Comparison of malware threats from March to April
Figure 1: Comparison of malware threats from March to April

Malvertisers are taking advantage of the current environment to steal user data and propagate misinformation around products and services by making it difficult to discern legitimate advertisements from scams. Increased sensitivity to keyword blocking further challenges publishers and their approach to legitimate advertising campaigns. It’s important to remember that an advertiser’s opportunistic campaign, or poor creative, doesn’t mean it’s a scam.  (Figure 2)

Which are the COVID-19 scams?
Figure 2: Which are the scams?    (Hint: 1 & 4)

Which poses the question: What is a scam ad?

Slippery slope between a scam and malware

Scam ads contain creative and/or domains that purposefully attempt to mislead and/or extort consumers for financial gain. Criteria for evaluating a scam could be subjective; however, experience provides guidance for activity that could potentially harm publisher reputations and revenue. (For these reasons, our malware taxonomy includes a scam/fraud type).

That said, there’s a high correlation between Coronavirus-related ad campaigns and scams. In fact, analysis of thousands of these campaigns confirms that approx. 60% of these sketchy campaigns do contain scam content. (Don’t worry, these overt scams are reported to federal authorities to supplement their investigations.) But, it’s a nuanced challenge that requires a thoughtful approach by Ad/Rev Ops teams.

Scam or not to scam: Is that the question?

Various initiatives aim to shut down fraudsters—especially in the US and UK—but with thousands of ads and associated domains cropping up on a weekly basis, the scope is large. And, we continue to see abnormally high amounts of web-based attacks. Coronavirus-related ads run the gamut from normal medical equipment supplies to outright predatory shams. 

The challenge is simultaneously removing the subjectivity from the process so publishers can serve brand-appropriate content and keep their revenue channels open, at scale. And, flexibility must exist as one’s poorly-designed creative is another’s prohibited bad ad.

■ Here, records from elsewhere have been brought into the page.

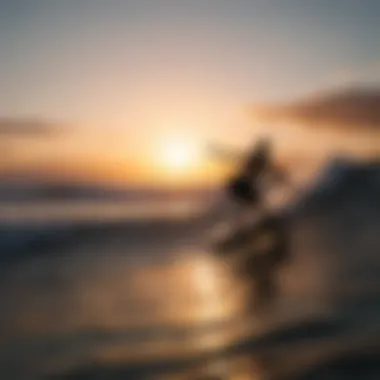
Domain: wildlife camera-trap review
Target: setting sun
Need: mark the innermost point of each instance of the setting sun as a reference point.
(179, 153)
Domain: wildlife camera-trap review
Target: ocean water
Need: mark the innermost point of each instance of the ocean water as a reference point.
(115, 290)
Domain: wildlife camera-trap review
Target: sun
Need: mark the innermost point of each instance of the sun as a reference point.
(179, 153)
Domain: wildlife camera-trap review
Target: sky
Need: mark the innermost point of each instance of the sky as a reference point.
(120, 80)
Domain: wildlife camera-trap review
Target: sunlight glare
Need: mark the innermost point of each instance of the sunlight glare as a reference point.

To assess your approach to scam ads you need to:

  1. Determine the acceptable, foundational experience (UX) for your audience
  2. Review the percentage of Coronavirus ads trafficking through your environment
  3. Calculate revenue impacts for both campaign termination versus limited/restricted runs
  4. Develop policy and communicate to upstream partners. Policy should cover threshold for Coronavirus ads, examples in increasing restriction: 
    • Allowed, no special treatment
    • Allowed-bounded, block scams 
    • Limited, only allow ads from designated partners
    • Restricted, no Coronavirus or COVID-19 referenced ads
  5. Monitor and enforce policy compliance via ad quality and security tools
  6. Identify poorly performing vendors and remove from your ecosystem

Knowing your partners makes it easier to catch, isolate and stop bad actors from taking advantage of your users. With an eye to maintaining a positive user experience, premium publishers will block campaigns classified as Scam/Fraud. Disabling the ability to defraud consumers is a critical step to building a healthier—and more rewarding—digital ecosystem. 

In the immortal words of Frank Abagnale, Jr. “Stop chasing me!”. But, Detective Carl Hanratty can’t stop, “It’s my job.”